Every morning I wake up beside him in pure bliss and gratitude. He has brought light to the parts of myself that others ignored. His touch sends me to heaven, always. Our world is understanding and forgiving. With him I learn patience and to humble myself. Like I had an idea of what I thought love was. I thought I experienced it, I believed I had felt it, until now. There is absolutely nothing that compares to what I feel for him. I love everything that he is now and everything he will be. It’s hard to put into words when the feeling itself takes your breath away, it is profound and beautiful. Our love is gentle but passionate. Like the ocean , it comes in waves crashing down to meet the shore. With him, it’s like time stands still but flies by all at once. We are balance. We’ve grown so much together and been through what seems like lifetimes. I see our future bright and successful. We support each other’s goals & together I see us becoming everything we want. Life is a beautiful thing to share with someone, and I’m so grateful it’s with him.
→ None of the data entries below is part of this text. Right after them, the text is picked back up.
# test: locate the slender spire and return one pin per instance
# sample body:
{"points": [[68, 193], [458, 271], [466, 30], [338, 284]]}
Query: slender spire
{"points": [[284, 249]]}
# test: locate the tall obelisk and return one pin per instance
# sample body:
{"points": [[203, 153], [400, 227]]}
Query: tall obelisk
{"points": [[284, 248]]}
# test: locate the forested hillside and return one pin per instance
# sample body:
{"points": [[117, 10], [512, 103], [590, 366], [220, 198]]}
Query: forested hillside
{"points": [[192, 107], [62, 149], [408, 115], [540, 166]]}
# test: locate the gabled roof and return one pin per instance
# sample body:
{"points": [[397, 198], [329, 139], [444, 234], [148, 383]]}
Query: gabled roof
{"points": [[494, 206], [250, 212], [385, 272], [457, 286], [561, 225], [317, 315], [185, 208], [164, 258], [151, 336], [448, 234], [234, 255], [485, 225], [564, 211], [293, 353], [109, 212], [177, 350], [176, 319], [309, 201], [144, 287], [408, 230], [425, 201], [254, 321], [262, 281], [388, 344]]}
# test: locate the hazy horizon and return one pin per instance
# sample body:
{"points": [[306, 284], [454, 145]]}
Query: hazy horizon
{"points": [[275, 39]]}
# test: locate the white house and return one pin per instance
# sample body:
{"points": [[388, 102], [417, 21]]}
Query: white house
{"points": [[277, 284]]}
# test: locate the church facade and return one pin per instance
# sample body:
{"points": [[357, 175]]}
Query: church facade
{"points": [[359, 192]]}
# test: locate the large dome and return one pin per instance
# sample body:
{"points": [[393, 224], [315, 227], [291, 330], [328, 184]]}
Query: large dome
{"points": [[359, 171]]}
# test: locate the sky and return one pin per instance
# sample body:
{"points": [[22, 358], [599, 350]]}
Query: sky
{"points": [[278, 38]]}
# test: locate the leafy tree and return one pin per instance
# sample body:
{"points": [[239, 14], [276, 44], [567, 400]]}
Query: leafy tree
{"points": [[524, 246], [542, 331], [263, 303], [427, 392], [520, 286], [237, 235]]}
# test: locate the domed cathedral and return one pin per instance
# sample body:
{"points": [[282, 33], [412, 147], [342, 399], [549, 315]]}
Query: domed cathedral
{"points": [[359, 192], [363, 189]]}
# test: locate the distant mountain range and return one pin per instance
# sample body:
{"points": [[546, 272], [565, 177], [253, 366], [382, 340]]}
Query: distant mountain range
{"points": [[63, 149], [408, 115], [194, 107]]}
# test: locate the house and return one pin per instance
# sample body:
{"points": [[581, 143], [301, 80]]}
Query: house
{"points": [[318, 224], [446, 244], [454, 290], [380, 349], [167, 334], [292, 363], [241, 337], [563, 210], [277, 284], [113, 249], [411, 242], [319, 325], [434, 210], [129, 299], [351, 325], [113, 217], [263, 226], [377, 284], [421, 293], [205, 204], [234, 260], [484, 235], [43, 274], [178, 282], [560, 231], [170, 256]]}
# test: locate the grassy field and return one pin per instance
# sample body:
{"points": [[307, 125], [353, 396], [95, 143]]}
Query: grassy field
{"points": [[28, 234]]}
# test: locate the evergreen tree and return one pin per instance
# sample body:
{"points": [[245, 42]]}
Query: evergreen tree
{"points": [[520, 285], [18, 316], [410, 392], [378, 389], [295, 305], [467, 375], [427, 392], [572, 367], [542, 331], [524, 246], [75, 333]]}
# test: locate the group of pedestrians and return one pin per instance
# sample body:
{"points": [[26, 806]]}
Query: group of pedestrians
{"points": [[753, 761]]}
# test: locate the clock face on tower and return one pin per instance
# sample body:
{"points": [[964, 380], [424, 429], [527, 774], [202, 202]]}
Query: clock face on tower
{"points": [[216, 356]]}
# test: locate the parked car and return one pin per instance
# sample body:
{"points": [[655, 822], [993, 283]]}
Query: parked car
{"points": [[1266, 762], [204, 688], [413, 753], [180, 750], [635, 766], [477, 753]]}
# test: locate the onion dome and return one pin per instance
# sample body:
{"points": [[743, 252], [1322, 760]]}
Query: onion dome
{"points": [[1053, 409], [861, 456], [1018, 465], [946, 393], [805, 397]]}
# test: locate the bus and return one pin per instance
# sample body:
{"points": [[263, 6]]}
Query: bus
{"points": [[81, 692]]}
Me and Amina met on Tinder, lmao. I had just gotten out of a weird relationship and was trying to get back in the game. We ended up going on a nature walk and had a great time but because of the head space I was in I ended up not really pursuing her immediately. (Funny story she sent me a cash app request for $100 dollars for “wasting her time” before we ended up linking again 😂) After a while we hung out again and even though I thought it would be awkward we ended up hitting it off like nothing had happened. She gets on my mfing nerves but I’ve never been as confident and comfortable in a relationship as I have with Amina. I don’t have to doubt her loyalty as a partner and we go out of our way to respect each other which is something I value highly in a significant other. Amina has taught me a lot about being patient and vulnerable and all I can say is I’m blessed that we both swiped right.
Hmm, I’d say slow down. Not everybody is at the same place in life and if you don’t make an effort to show patience while your other is learning their life lessons and vice versa it can cause a lot of unnecessary friction. Just slow down when need be and be there for each other.
She’s just super sensitive and caring. She legitimately teared up because I wouldn’t stop eating meat when we first got together and she was worried about my health 😂 big ass baby.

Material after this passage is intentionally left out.